The nurse reviewers examined the entire chart for the presence of specific health conditions. These reviewers were blinded to the ICD codes assigned by the coders.
ICD-10-CA Coded Dataset
We used previously coded charts because the existing ICD-10-CA dataset represented a “real-life” sample of coding practices. Alberta hospitals employ trained clinical coders (CCs) (i.e., nationally certified health information management specialists) who read through patient hospital charts. These CCs assigned ICD-10-CA diagnosis codes to describe each patient’s hospitalization, based on ICD-10-CA Canadian coding standards (8). Each discharge record contains a unique identification number for each admission and up to 25 fields for diagnosis codes, which became the study dataset.
Re-coded ICD-11 Dataset
The third phase involved re-coding the same inpatient charts using ICD-11.

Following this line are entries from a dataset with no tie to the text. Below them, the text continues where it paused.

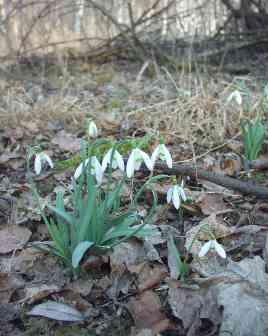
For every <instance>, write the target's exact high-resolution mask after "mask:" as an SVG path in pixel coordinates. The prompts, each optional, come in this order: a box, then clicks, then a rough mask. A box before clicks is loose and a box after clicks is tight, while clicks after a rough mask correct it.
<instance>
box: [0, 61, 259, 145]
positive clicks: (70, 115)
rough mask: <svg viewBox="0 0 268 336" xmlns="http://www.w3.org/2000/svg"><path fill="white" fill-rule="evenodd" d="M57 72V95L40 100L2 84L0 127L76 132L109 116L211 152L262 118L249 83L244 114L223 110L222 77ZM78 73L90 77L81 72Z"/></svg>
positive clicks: (19, 89) (230, 78)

Training Material Development
The research coordinator and a member of Canadian Institute developed ICD-11 training materials for Health Information (CIHI). Materials included three slide sets covering ICD-11 concepts and tools (9). Materials for coding practice included two sets each of Morbidity and Quality and Safety Case Scenarios. Coding rules and decision trees were developed for coding hospital-acquired conditions (harms) in conjunction with the WHO Quality and Safety Technical Advisory Group (TAG). The full training process is presented in Eastwood et al. (submitted) (10).
Clinical Coding Team
Six professional CCs were hired and trained. Trainers included a team from University of Calgary, CIHI, and WHO experts in ICD-11 concepts. Training involved 20 classroom hours and approximately 40 hours of coding practice homework prior to coding full hospital charts. Then, the coding team and trainers met monthly during the coding phase to discuss coding issues. ICD-11 coding decisions were based on what was available at the time in the draft ICD-11 Reference Guide of the WHO (11), the WHO ICD-11 Coding Tool (12), and the Canadian ICD-10-CA coding standards (8), given that ICD-11 coding rules were limited.
Analysis
Test Inter-rater Reliability (IRR) of Chart Review
To test agreement between reviewers, IRR involved two nurses reviewing sets of the same 10 charts. Agreement was checked for the presence of the 17 Charlson conditions. Where agreement was poor (kappa<0.60) retraining took place and chart review resumed in batches of 10 charts, until agreement was high (kappa>0.8) (13). High agreement was reached after two people completed 49 sets of records. Reviewers then independently extracted data from the remaining charts over several months. Data were entered into a secure electronic data collection tool called REDCap (7.6.9-©2018 Vanderbilt University). IRR was not available for the previously coded ICD-10-CA dataset.
Test Inter-rater Reliability of ICD-11 Coded Charts
IRR involved 60 full charts coded by two CCs, similar to the above chart review IRR process. IRR focused on consistent coding of the main condition given the bulk of possible codes generated from full hospital charts. After the first 40 charts, a kappa of 0.50 was reached on the main condition parent code (highest level in the ICD-11 condition hierarchy). Training continued, differences were discussed, and experts were engaged for guidance. After coding the next 20 charts, a kappa of 0.88 was reached for main condition parent codes and independent coding commenced. The CCs were blinded to the original ICD-10-CA codes and the chart review data.